The remaining astronomic rhythm of geologic import is the variation of eccentricity. At the present time our greatest distance from the sun exceeds our least distance by its thirtieth part, but the difference is not usually so small as this. It may increase to the seventh part of the whole distance, and it may fall to zero. Between these limits it fluctuates in a somewhat irregular way, in which the property of periodicity is not conspicuous. The effect of its fluctuation is inseparable from the precessional effect, and is related to it as a modifying condition. When the eccentricity is large the precessional rhythm is emphasized; when it is small the precessional effect is weak.

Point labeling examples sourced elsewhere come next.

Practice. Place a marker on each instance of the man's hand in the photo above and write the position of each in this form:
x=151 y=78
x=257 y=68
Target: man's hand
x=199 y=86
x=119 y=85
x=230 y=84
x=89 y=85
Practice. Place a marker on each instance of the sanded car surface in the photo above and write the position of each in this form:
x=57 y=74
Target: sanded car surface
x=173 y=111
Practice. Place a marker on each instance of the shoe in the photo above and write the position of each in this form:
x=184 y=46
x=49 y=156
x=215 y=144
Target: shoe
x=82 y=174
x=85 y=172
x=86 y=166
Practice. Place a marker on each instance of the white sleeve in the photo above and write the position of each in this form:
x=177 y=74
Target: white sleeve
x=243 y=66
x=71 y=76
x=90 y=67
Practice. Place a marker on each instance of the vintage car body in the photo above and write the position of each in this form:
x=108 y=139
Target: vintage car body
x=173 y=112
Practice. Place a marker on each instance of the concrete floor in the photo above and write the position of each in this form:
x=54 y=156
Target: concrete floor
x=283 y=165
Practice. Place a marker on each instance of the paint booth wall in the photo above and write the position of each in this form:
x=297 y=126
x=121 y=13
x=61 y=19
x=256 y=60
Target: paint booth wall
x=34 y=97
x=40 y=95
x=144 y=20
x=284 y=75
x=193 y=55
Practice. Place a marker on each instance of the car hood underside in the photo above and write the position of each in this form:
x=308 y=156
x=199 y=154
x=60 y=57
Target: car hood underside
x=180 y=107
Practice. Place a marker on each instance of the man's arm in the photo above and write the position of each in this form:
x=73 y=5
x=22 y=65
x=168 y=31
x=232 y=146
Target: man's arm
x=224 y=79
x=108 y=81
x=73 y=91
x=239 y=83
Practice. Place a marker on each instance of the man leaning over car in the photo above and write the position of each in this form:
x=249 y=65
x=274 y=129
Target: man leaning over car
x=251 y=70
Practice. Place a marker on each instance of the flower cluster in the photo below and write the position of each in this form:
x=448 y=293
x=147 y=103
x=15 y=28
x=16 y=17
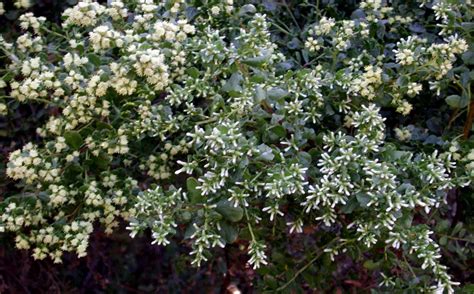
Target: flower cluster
x=192 y=121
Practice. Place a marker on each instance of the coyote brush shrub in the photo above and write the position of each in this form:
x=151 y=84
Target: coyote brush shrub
x=194 y=120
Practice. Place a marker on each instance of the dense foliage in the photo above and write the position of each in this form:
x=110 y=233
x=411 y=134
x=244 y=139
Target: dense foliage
x=250 y=122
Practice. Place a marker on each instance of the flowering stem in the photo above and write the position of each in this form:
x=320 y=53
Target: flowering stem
x=301 y=270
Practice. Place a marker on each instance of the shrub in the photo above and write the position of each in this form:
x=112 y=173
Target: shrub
x=211 y=122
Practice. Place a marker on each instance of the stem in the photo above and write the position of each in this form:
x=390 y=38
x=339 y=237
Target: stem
x=248 y=224
x=301 y=270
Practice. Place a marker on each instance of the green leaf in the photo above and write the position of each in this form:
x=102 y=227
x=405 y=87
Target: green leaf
x=453 y=101
x=229 y=212
x=363 y=199
x=259 y=60
x=228 y=232
x=278 y=131
x=266 y=153
x=73 y=139
x=276 y=93
x=193 y=72
x=193 y=191
x=94 y=59
x=233 y=84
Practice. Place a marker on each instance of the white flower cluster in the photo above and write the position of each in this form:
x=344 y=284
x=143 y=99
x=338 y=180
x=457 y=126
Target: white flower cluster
x=85 y=13
x=221 y=113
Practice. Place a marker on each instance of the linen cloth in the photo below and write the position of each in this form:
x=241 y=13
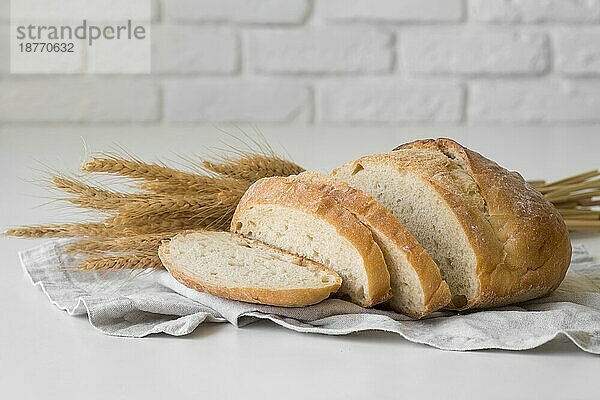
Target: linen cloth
x=137 y=304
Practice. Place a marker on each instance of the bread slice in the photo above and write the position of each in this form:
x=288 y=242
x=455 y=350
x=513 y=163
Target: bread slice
x=230 y=266
x=303 y=220
x=417 y=286
x=496 y=240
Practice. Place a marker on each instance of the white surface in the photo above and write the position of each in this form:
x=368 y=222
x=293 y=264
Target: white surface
x=45 y=353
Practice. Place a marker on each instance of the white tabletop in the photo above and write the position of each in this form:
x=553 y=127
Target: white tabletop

The variation of eccentricity is connected with the most celebrated of all attempts to determine a limited portion of geologic time. In the elaboration of the theory of the Ice age which bears his name, Croll correlated two important epochs of glaciation with epochs of high eccentricity computed to have occurred about 100,000 and 210,000 years ago. As the analysis of the glacial history progresses, these correlations will eventually be established or disproved, and should they be established it is possible that similar correlations may be made between events far more remote.
The studies of these several rhythms, while they have led to the computation of various epochs and stages of geologic time, have not yet furnished an estimate either of the entire age of the earth or of any large part of it. Nevertheless, I believe that they may profitably be followed with that end in view.
The system of rock layers, great and small, constituting the record of sedimentation, may be compared to the scroll of a chronograph. The geologic scroll bears many separate lines, one for each district where rocks are well displayed, but these are not independent, for they are labeled by fossils, and by means of these labels can be arranged in proper relation. In each time line are little jogs—changes in kind of rock or breaks in continuity—and these jogs record contemporary events. A new mountain was uplifted, perhaps, on the neighboring continent, or an old uplift received a new impulse. Through what Davis calls stream piracy a river gained or lost the drainage of a tract of country. Escaping lava threw a dam across the course of a stream, or some Krakatoa strewed ashes over the land and gave the rivers a new material to work on. The jogs may be faint or strong, many or few, and for long distances the lines may run smooth and straight; but so long as the jogs are irregular they give no clue to time. Here and there, however, the even line will betray a regularly recurring indentation or undulation, reflecting a rhythm and possibly significant of a remote pendulum whose rate of vibration is known. If it can be traced to such a pendulum there will result a determination of the rate at which the chronograph scroll moved when that part of the record was made; and a moderate number of such determinations, if well distributed, will convert the whole scroll into a definite time scale.
In other words, if a sufficient number of the rhythms embodied in strata can be identified with particular imposed rhythms, the rates of sedimentation under different circumstances and at different times will become known, and eventually so many parts of geologic time will have become subject to direct calculation that the intervals can be rationally bridged over by the aid of time ratios.